Quentinjaquier · CA
Vol. I — Montréal FR / EN
§ 03 — Essai nº 1

J'ai construit une jauge de moral. Puis je l'ai supprimée.

Quentin Jaquier, PMP Mai 2026 ~8 min de lecture

Deux mois.

Deux mois, c'est le temps que la jauge de moral est restée en place. Je suis rentré du travail un après-midi, j'ai regardé le code, j'ai regardé l'app, et j'ai décidé d'y donner un coup de hache.

C'est le moment que les peintres connaissent. La toile qui ne fonctionne tout simplement pas, où on arrête d'ajouter de la peinture et on commence à gratter. Parfois on gratte presque tout.

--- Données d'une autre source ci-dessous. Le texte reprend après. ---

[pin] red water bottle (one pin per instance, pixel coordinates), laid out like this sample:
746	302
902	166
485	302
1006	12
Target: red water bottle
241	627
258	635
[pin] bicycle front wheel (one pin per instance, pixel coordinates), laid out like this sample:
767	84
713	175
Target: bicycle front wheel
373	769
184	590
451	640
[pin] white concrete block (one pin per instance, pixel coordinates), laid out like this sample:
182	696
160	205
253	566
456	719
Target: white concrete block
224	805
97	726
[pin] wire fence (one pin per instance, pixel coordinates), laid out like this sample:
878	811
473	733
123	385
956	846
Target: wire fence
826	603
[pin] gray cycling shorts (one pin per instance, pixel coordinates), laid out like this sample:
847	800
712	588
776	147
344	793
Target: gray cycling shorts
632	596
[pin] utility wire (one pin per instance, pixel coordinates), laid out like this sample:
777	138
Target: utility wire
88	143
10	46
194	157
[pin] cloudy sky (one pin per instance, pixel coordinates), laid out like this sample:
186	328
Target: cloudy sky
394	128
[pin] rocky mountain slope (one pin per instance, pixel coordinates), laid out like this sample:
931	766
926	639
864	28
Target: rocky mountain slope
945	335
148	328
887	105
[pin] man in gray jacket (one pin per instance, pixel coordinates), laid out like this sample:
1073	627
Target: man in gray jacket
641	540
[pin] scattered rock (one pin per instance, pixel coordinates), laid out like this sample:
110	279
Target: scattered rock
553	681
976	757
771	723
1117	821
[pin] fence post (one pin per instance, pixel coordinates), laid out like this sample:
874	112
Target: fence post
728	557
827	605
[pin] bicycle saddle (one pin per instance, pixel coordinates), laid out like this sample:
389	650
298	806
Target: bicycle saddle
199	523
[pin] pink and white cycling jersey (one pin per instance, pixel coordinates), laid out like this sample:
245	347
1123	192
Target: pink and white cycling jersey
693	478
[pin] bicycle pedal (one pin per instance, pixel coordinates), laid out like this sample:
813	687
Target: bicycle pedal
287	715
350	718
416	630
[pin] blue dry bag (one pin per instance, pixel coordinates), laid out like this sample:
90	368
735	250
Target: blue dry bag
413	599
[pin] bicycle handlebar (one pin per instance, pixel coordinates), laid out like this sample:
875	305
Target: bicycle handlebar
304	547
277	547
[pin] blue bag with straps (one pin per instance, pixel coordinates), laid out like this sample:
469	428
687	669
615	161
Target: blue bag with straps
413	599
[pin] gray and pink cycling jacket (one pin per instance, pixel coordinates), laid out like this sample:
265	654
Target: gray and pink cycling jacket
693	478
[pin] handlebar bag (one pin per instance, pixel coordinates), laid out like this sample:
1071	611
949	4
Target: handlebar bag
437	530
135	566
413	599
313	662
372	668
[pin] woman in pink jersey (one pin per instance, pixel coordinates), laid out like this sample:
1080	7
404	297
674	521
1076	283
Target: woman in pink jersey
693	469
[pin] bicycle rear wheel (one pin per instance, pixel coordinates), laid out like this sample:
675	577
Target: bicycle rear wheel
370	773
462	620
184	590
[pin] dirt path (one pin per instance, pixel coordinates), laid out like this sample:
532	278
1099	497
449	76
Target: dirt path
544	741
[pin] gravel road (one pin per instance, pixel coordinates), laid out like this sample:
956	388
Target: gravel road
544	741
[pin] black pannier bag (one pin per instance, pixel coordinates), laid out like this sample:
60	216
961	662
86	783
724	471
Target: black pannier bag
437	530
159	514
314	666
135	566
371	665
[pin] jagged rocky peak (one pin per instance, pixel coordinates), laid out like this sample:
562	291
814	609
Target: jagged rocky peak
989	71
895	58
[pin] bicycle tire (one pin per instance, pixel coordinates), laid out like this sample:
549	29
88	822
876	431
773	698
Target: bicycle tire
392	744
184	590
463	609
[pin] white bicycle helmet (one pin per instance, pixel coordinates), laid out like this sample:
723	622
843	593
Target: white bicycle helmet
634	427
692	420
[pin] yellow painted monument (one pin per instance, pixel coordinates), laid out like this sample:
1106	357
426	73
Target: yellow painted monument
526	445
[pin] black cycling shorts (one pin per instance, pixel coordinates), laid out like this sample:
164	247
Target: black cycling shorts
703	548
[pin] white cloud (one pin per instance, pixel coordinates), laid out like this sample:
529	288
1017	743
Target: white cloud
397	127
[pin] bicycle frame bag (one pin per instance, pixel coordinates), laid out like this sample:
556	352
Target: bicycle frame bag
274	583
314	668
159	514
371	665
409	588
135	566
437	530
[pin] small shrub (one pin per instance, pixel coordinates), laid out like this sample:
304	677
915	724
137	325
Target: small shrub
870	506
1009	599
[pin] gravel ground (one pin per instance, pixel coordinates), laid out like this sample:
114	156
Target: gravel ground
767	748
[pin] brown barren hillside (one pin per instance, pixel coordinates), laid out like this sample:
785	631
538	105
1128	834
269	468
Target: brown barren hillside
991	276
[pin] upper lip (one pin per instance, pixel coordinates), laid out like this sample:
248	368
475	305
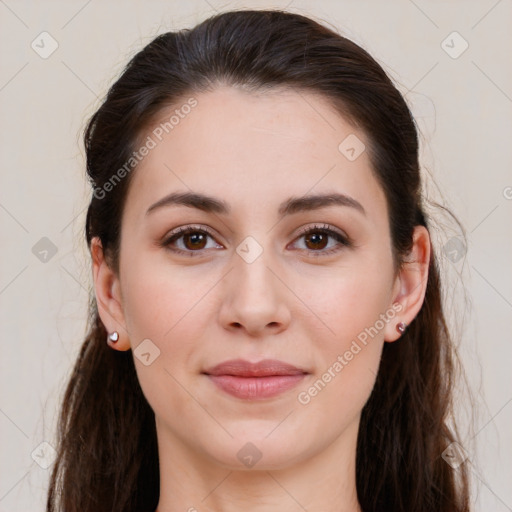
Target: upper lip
264	368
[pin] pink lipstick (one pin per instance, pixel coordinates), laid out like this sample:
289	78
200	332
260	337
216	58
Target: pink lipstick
255	381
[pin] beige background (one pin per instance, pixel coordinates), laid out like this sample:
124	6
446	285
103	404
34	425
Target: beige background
463	107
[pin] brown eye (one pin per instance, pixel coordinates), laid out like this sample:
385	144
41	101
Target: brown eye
316	240
189	240
194	240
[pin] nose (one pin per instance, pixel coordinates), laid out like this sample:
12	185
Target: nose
254	297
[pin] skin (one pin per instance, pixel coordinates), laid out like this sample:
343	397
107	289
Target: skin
255	151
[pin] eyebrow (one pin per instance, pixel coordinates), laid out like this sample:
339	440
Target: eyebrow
291	206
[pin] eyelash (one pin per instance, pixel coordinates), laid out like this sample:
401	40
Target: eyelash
324	229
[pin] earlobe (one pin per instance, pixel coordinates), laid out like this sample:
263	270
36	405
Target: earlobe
411	283
108	298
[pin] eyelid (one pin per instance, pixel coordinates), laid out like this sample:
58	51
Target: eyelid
343	239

Mais au moins il y avait une leçon. Avec tout ce que j'avais appris et la plongée en profondeur que j'avais faite, la jauge de moral n'avait plus de sens. Pire, elle faisait l'inverse de ce que j'essayais de construire. Et elle était juste là, plantée. Plantée au milieu de l'écran, à me fixer, depuis deux mois entiers. Non. Tu sors.

Pour être honnête, ce n'était pas seulement la jauge de moral. Beaucoup de fonctionnalités ont pris la hache ce jour-là. Certaines choses avaient commencé à ressembler à un jeu plutôt qu'à une simulation. Je n'étais plus dans le siège du PM. Je jouais.

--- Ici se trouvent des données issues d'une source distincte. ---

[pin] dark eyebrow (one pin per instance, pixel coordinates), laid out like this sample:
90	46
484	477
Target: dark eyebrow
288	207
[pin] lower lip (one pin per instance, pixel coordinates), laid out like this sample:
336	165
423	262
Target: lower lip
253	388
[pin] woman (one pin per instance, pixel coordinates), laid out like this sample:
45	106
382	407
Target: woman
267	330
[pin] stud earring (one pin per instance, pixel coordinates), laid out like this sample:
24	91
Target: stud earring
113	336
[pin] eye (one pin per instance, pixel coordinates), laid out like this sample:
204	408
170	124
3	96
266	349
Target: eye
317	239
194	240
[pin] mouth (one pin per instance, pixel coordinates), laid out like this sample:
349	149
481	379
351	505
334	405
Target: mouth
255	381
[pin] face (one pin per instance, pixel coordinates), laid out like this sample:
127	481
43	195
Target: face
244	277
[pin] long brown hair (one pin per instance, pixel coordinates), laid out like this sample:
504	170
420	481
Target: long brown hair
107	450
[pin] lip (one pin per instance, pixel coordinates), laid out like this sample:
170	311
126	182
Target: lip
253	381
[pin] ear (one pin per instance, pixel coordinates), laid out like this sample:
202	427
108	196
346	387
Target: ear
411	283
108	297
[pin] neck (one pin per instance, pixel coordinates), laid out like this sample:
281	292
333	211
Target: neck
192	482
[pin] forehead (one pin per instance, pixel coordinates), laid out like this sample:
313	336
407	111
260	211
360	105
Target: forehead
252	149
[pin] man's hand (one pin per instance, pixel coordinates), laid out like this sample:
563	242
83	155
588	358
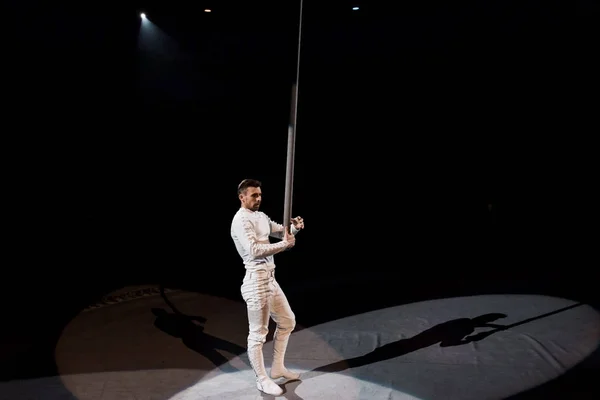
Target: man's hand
298	223
290	239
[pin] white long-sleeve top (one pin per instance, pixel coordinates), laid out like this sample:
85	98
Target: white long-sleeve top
250	231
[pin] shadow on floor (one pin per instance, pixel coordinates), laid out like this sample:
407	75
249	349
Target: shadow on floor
190	330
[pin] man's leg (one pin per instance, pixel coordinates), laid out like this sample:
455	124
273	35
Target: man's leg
285	319
256	292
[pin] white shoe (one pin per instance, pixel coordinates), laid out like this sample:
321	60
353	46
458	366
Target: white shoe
269	387
283	372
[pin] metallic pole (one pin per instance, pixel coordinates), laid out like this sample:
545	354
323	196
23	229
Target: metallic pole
289	175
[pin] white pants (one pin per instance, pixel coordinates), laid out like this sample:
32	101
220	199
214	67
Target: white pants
265	299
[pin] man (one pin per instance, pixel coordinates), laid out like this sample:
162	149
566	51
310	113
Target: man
250	231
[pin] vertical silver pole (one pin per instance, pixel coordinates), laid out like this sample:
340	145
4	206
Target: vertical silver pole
289	175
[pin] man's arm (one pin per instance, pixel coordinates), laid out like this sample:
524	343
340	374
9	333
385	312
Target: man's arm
278	230
244	231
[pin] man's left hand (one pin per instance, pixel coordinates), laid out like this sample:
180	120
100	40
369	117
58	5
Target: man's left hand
298	223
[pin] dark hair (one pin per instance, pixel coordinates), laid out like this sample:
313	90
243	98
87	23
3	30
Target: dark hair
246	183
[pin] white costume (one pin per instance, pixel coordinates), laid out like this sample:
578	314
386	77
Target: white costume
250	231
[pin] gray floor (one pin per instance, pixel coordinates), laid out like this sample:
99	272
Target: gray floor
132	350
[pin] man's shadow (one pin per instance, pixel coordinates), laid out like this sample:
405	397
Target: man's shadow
451	333
191	331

Je l'avais construite parce que je voulais suivre comment une équipe se sent et réagit. Comment l'équipe répond aux décisions qu'on prend en tant que PM. Ils se sentent moins bien quand tu fais un crunch. Encore moins bien quand c'est toujours du temps supplémentaire. Et tu sais quoi ?

Ils méritent de se sentir bien.

Internet est saturé de citations inspirantes sur ce qu'un leader devrait être. Tirer le traîneau plutôt que d'y peser, ce genre de chose. Mais ce que ça veut vraiment dire, c'est ça : on travaille avec des humains, et les humains méritent sincèrement de se sentir bien. Alors consciemment ou inconsciemment, on garde une jauge de moral pour notre équipe dans notre tête. On observe leurs réactions face à une décision difficile, leur sourire devant une réussite partagée, leur visage qui s'illumine quand on reconnaît leur succès (et oui, on t'a vu reprendre une deuxième part de pizza, sans gêne, peut-être que j'aurais dû en commander plus). Si on est attentif, un bon PM tisse les KPI et les indicateurs de succès à travers cette jauge mentale. On ne peut pas l'ignorer.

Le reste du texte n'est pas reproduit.